Marriage has become too expensive: says expert

Kelvin Kamau, a petrol station attendant in Nairobi, recalls the moment when he realised that he didn’t fit into the social order in his home. He felt that he was not needed in his home. His baby’s mother, a nurse, earned way more than him and called the shots.

“I felt that the gender norms were violated. And looking back, I tried to compensate by demeaning my ex-fiancée by cheating on her. She left, and she doesn’t need me anymore,” he says.

Another man, Alfred Omondi could not afford to have a wife. Dowry price aside, his meager earnings deterred him from settling with his girlfriend, with whom they have a daughter.

“If I can’t take care of myself sufficiently, how will I take care of a woman and a child?” asks Alfred.

According to Dr Eric M. Kioko, an anthropologist and lecturer at Kenyatta University, due to the increasing population and rising cost of living, older generations can no longer guarantee land inheritance to their male offspring.

Instead, young men are left with a responsibility to look for their places to live, where they end up renting tiny houses and struggling for years before they finally save enough to settle permanently.

“When you bring a woman into this equation, it becomes a real challenge. Marriage is expensive, and unless we change how we organize marriage in terms of bride price and weddings, the younger generation may not afford to marry. Instead, they’ll opt for casual sexual partners, further disintegrating the social fabric,” says Dr Kioko.

Numerous studies have documented well-known risks associated with children born of single mothers, including discipline problems and lower school achievement.

“It is important to bring up children in a complete family set-up,” says Dr Kioko. “Society needs to empower the boy child just as much as they are empowering the girl-child. Push for boys to get educated. Stringent rules need to be tightened around drugs and alcohol, a menace that mostly affects the body child’s development.”

He adds: “As a result of empowerment, women can assume roles that were reserved for the men in patriarchal societies. They’re in leadership, they’re able to fend for the family and to make major decisions.”

Men and women are all victims of patriarchy. Dr.
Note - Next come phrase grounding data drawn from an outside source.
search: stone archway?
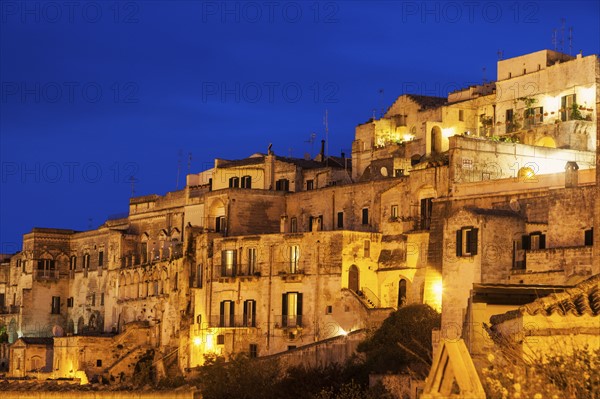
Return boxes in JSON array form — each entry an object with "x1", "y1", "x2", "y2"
[{"x1": 398, "y1": 279, "x2": 407, "y2": 307}]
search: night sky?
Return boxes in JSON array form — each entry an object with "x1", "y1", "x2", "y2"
[{"x1": 1, "y1": 1, "x2": 599, "y2": 251}]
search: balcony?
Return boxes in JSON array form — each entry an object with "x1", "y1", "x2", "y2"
[
  {"x1": 33, "y1": 269, "x2": 59, "y2": 280},
  {"x1": 208, "y1": 315, "x2": 257, "y2": 328},
  {"x1": 279, "y1": 315, "x2": 303, "y2": 328},
  {"x1": 0, "y1": 305, "x2": 19, "y2": 314}
]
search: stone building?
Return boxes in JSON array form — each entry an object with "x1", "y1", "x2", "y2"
[{"x1": 0, "y1": 49, "x2": 598, "y2": 383}]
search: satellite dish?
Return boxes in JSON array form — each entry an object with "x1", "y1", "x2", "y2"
[
  {"x1": 52, "y1": 325, "x2": 64, "y2": 337},
  {"x1": 509, "y1": 199, "x2": 521, "y2": 212}
]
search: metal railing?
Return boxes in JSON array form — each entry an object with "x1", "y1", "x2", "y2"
[{"x1": 33, "y1": 269, "x2": 59, "y2": 280}]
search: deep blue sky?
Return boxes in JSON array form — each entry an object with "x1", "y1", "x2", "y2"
[{"x1": 1, "y1": 1, "x2": 599, "y2": 251}]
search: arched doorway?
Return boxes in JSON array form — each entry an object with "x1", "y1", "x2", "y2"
[
  {"x1": 430, "y1": 126, "x2": 442, "y2": 153},
  {"x1": 535, "y1": 136, "x2": 556, "y2": 148},
  {"x1": 348, "y1": 265, "x2": 359, "y2": 293},
  {"x1": 398, "y1": 279, "x2": 407, "y2": 307}
]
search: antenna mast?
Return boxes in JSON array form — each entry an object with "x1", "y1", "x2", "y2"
[{"x1": 324, "y1": 109, "x2": 329, "y2": 159}]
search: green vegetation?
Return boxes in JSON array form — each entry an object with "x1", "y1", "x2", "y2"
[
  {"x1": 190, "y1": 304, "x2": 440, "y2": 398},
  {"x1": 482, "y1": 346, "x2": 600, "y2": 398}
]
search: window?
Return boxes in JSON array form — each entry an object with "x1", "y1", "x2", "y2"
[
  {"x1": 221, "y1": 250, "x2": 237, "y2": 277},
  {"x1": 362, "y1": 208, "x2": 369, "y2": 225},
  {"x1": 456, "y1": 226, "x2": 478, "y2": 257},
  {"x1": 337, "y1": 212, "x2": 344, "y2": 229},
  {"x1": 219, "y1": 300, "x2": 235, "y2": 327},
  {"x1": 524, "y1": 106, "x2": 543, "y2": 128},
  {"x1": 91, "y1": 293, "x2": 96, "y2": 306},
  {"x1": 51, "y1": 296, "x2": 61, "y2": 314},
  {"x1": 275, "y1": 179, "x2": 289, "y2": 191},
  {"x1": 70, "y1": 256, "x2": 77, "y2": 270},
  {"x1": 96, "y1": 360, "x2": 102, "y2": 367},
  {"x1": 513, "y1": 239, "x2": 525, "y2": 270},
  {"x1": 249, "y1": 344, "x2": 258, "y2": 358},
  {"x1": 229, "y1": 176, "x2": 239, "y2": 188},
  {"x1": 215, "y1": 216, "x2": 225, "y2": 233},
  {"x1": 585, "y1": 228, "x2": 593, "y2": 246},
  {"x1": 420, "y1": 198, "x2": 433, "y2": 230},
  {"x1": 309, "y1": 215, "x2": 323, "y2": 231},
  {"x1": 306, "y1": 180, "x2": 314, "y2": 190},
  {"x1": 217, "y1": 335, "x2": 225, "y2": 345},
  {"x1": 363, "y1": 240, "x2": 370, "y2": 258},
  {"x1": 282, "y1": 292, "x2": 303, "y2": 327},
  {"x1": 391, "y1": 205, "x2": 398, "y2": 219},
  {"x1": 289, "y1": 245, "x2": 300, "y2": 273},
  {"x1": 522, "y1": 232, "x2": 546, "y2": 250},
  {"x1": 458, "y1": 110, "x2": 464, "y2": 121},
  {"x1": 506, "y1": 109, "x2": 517, "y2": 132},
  {"x1": 195, "y1": 264, "x2": 203, "y2": 288},
  {"x1": 241, "y1": 175, "x2": 252, "y2": 188},
  {"x1": 83, "y1": 253, "x2": 90, "y2": 277},
  {"x1": 290, "y1": 217, "x2": 297, "y2": 233},
  {"x1": 67, "y1": 297, "x2": 74, "y2": 308},
  {"x1": 98, "y1": 251, "x2": 104, "y2": 267},
  {"x1": 247, "y1": 248, "x2": 257, "y2": 275},
  {"x1": 100, "y1": 293, "x2": 104, "y2": 306},
  {"x1": 326, "y1": 305, "x2": 333, "y2": 314},
  {"x1": 561, "y1": 94, "x2": 577, "y2": 121},
  {"x1": 395, "y1": 169, "x2": 404, "y2": 177},
  {"x1": 243, "y1": 300, "x2": 256, "y2": 327}
]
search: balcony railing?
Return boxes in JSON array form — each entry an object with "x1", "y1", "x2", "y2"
[
  {"x1": 33, "y1": 269, "x2": 59, "y2": 280},
  {"x1": 280, "y1": 315, "x2": 303, "y2": 328},
  {"x1": 0, "y1": 305, "x2": 19, "y2": 314},
  {"x1": 208, "y1": 315, "x2": 257, "y2": 328}
]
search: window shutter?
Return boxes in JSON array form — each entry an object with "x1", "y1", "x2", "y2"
[
  {"x1": 282, "y1": 294, "x2": 288, "y2": 327},
  {"x1": 470, "y1": 228, "x2": 479, "y2": 255},
  {"x1": 229, "y1": 302, "x2": 235, "y2": 327},
  {"x1": 539, "y1": 234, "x2": 546, "y2": 249},
  {"x1": 243, "y1": 301, "x2": 248, "y2": 326},
  {"x1": 585, "y1": 229, "x2": 593, "y2": 246},
  {"x1": 221, "y1": 253, "x2": 227, "y2": 276},
  {"x1": 219, "y1": 301, "x2": 225, "y2": 326},
  {"x1": 297, "y1": 293, "x2": 303, "y2": 327},
  {"x1": 456, "y1": 230, "x2": 462, "y2": 257},
  {"x1": 251, "y1": 300, "x2": 256, "y2": 327},
  {"x1": 522, "y1": 235, "x2": 531, "y2": 250}
]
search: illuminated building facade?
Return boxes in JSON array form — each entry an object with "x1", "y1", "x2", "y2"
[{"x1": 0, "y1": 49, "x2": 598, "y2": 380}]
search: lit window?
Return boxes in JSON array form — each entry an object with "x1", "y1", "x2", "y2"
[
  {"x1": 282, "y1": 292, "x2": 303, "y2": 327},
  {"x1": 289, "y1": 245, "x2": 300, "y2": 273},
  {"x1": 221, "y1": 250, "x2": 237, "y2": 277}
]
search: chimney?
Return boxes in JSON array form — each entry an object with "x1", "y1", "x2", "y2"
[
  {"x1": 320, "y1": 140, "x2": 325, "y2": 163},
  {"x1": 565, "y1": 161, "x2": 579, "y2": 188}
]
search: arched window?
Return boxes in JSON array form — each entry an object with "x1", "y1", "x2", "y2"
[
  {"x1": 229, "y1": 176, "x2": 240, "y2": 188},
  {"x1": 241, "y1": 175, "x2": 252, "y2": 189},
  {"x1": 398, "y1": 279, "x2": 407, "y2": 307}
]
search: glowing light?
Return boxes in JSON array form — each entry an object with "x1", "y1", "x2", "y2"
[
  {"x1": 338, "y1": 327, "x2": 348, "y2": 336},
  {"x1": 193, "y1": 336, "x2": 202, "y2": 346},
  {"x1": 403, "y1": 134, "x2": 415, "y2": 142},
  {"x1": 442, "y1": 128, "x2": 455, "y2": 138},
  {"x1": 205, "y1": 334, "x2": 214, "y2": 351},
  {"x1": 433, "y1": 281, "x2": 443, "y2": 296}
]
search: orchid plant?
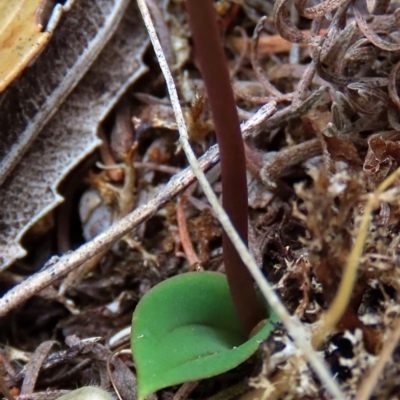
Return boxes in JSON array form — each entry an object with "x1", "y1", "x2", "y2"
[{"x1": 131, "y1": 2, "x2": 277, "y2": 399}]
Kioko’s department’s recent research uncovered that industrious boys who show poise and dependability are not sent to school in some Kenyan communities. They are instead left to tend to livestock. School is for the feeble who show little promise of living up to be morans.

With women empowerment programmes, more girls in the same communities join school, a contributing factor to the gender disparity in universities, where women enrolment is higher than that of men.

“How then will these uneducated young men, the pillars of these communities, catch up with educated girls while they can barely read and write?” he ponders.